A perfect thirteenth-century bastide with an arcaded square that could star in any postcard, except half the accents you hear on market day are English.
Eymet is a bastide, one of the planned medieval new towns that English and French lords scattered across this part of southwest France in the thirteenth century, built on a strict grid with a central arcaded square designed for markets and defense in equal measure. Founded in 1270 by Alphonse de Poitiers, brother of Louis IX, it changed hands between English and French control multiple times during the Hundred Years’ War, which makes what’s happened to Eymet over the last three decades feel almost like historical rhyme rather than coincidence.
The town the English came back to
Somewhere in the 1980s and 90s, British buyers started arriving in Eymet in numbers large enough to genuinely reshape the town — by some estimates, a meaningful share of the surrounding commune’s population is now British, drawn by cheap stone houses, the climate, and a version of rural France that felt reachable and affordable in a way southern England no longer was. There’s an English-language library, a “Franglais” social club that meets regularly, an English butcher’s counter inside the local shop, and at least two pubs that would not look out of place in Devon. I’ll admit I found this slightly disorienting the first time we visited — I’d come looking for a quiet Périgord bastide and instead spent twenty minutes in a queue overhearing a very animated conversation about Brexit paperwork in unmistakably Yorkshire English.
But it works, in its way, and it hasn’t hollowed out the town’s French core the way I half expected. The Thursday market still fills the central square with the same producers you’d find in any Dordogne bastide — a cheese stall, a woman selling honey and walnut oil, a rotisserie van with chickens turning since dawn — and the two communities seem to have settled into something genuinely mixed rather than parallel. Lia, who grew up bilingual and slides between languages without thinking about it, loved being able to eavesdrop on both conversations at once.

Under the arcades
The square itself is the reason to come, English accents or not. It’s one of the most complete bastide centers still standing in the region, with covered stone arcades on all four sides sheltering shopfronts that have presumably done exactly this job for seven hundred years. A squat, much-altered château sits at one corner — parts of it now house the town hall — and a scatter of narrow lanes lead off the square toward a small riverside park along the Dropt, where we sat with sandwiches from the market and watched a fairly serious game of pétanque unfold between what looked like three generations of the same family.

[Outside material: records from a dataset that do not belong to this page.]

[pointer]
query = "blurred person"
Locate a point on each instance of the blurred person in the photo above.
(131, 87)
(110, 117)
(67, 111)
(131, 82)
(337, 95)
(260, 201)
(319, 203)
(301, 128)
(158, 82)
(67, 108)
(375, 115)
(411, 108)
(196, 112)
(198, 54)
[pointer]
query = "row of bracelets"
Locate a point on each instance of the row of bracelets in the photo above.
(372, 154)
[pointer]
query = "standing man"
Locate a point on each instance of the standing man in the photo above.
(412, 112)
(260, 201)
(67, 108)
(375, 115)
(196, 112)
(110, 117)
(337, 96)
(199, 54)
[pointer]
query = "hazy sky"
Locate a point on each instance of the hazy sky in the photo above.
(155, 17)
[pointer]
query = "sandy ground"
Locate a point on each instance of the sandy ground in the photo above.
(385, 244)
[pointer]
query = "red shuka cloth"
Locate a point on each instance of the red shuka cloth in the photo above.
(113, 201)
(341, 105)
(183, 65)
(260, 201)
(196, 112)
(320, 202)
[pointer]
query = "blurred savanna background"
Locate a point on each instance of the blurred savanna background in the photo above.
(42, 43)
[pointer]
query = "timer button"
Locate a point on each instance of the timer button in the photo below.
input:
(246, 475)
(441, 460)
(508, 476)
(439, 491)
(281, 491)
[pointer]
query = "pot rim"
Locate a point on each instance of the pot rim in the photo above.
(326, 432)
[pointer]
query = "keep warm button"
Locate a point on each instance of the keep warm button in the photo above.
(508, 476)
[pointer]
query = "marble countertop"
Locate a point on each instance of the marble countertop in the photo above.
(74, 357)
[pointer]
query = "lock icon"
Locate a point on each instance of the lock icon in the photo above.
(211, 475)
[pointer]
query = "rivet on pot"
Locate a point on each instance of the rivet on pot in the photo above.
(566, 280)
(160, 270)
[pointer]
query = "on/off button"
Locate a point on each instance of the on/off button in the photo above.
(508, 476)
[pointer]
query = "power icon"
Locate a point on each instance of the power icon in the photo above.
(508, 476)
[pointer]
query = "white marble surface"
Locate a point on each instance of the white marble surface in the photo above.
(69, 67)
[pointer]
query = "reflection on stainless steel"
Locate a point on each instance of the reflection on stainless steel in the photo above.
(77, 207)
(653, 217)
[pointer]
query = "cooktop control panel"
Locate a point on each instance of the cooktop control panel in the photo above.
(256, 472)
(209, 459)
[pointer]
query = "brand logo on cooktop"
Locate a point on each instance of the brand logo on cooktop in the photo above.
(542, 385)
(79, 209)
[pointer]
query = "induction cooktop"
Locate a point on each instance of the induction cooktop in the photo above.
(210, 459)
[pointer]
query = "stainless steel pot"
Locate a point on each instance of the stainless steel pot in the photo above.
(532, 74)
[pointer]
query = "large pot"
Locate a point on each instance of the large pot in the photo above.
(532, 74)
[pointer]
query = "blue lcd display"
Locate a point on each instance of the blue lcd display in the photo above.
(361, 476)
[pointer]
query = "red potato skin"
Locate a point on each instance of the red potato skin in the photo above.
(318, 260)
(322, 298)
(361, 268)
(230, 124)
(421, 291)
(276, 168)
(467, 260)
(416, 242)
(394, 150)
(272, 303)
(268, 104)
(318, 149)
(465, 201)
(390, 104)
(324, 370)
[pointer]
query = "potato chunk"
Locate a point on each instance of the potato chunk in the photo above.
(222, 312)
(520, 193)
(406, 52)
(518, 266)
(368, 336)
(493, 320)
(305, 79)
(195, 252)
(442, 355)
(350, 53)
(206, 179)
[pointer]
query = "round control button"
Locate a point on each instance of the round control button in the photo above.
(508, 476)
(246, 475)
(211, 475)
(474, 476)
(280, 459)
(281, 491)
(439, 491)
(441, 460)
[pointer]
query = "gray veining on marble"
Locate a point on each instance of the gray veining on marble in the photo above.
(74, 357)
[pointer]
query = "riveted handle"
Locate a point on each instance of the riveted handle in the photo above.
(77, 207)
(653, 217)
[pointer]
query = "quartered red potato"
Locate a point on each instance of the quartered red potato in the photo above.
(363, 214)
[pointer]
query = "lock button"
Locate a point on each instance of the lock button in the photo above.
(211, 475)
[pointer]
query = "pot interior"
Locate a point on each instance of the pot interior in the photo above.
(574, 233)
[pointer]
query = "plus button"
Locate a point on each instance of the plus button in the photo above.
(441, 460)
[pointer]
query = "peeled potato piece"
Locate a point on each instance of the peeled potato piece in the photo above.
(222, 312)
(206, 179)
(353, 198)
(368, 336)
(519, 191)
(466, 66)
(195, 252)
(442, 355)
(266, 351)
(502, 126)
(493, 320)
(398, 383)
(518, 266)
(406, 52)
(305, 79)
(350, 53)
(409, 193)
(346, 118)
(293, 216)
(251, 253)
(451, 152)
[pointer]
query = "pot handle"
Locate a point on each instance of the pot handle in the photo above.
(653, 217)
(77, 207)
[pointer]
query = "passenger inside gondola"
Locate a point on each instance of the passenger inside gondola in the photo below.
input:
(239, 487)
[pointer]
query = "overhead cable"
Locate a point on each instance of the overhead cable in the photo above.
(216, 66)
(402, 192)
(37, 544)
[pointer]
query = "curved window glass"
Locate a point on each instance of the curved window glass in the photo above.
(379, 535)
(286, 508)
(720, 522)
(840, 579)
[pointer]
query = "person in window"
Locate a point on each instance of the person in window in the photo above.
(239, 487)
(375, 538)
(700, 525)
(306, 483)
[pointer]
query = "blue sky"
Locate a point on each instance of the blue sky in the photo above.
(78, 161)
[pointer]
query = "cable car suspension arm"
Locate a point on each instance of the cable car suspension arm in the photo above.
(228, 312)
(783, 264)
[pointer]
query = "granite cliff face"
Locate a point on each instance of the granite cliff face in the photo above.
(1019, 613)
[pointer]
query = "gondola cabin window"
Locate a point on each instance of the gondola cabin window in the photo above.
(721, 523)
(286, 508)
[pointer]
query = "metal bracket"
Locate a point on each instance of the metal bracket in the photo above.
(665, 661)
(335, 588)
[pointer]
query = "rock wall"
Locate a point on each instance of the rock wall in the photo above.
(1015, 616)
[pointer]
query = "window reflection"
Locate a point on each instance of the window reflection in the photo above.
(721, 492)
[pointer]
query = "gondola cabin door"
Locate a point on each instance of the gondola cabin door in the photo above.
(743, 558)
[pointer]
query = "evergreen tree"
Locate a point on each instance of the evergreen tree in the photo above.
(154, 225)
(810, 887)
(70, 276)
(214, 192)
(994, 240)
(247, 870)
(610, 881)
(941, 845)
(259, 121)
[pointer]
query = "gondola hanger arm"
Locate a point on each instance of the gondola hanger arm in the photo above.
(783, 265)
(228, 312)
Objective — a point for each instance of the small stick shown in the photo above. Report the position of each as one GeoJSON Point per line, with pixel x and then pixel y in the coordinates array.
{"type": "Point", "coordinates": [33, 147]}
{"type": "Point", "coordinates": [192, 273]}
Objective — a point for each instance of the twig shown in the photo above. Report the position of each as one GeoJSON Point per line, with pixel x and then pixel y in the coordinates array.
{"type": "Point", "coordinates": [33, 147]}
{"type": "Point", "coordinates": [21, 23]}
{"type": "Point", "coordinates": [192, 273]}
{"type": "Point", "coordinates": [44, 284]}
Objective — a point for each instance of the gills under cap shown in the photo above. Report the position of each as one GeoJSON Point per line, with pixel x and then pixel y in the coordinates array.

We climbed the church tower for a view over the grid of red rooftops, which from above makes the bastide’s planned geometry completely obvious in a way it doesn’t feel like at street level, where the centuries have softened all the straight lines.

When to go: Thursday, for the market, in late spring before the summer heat sets in — the arcades give good shade but the square itself gets fully exposed by midday in July and August.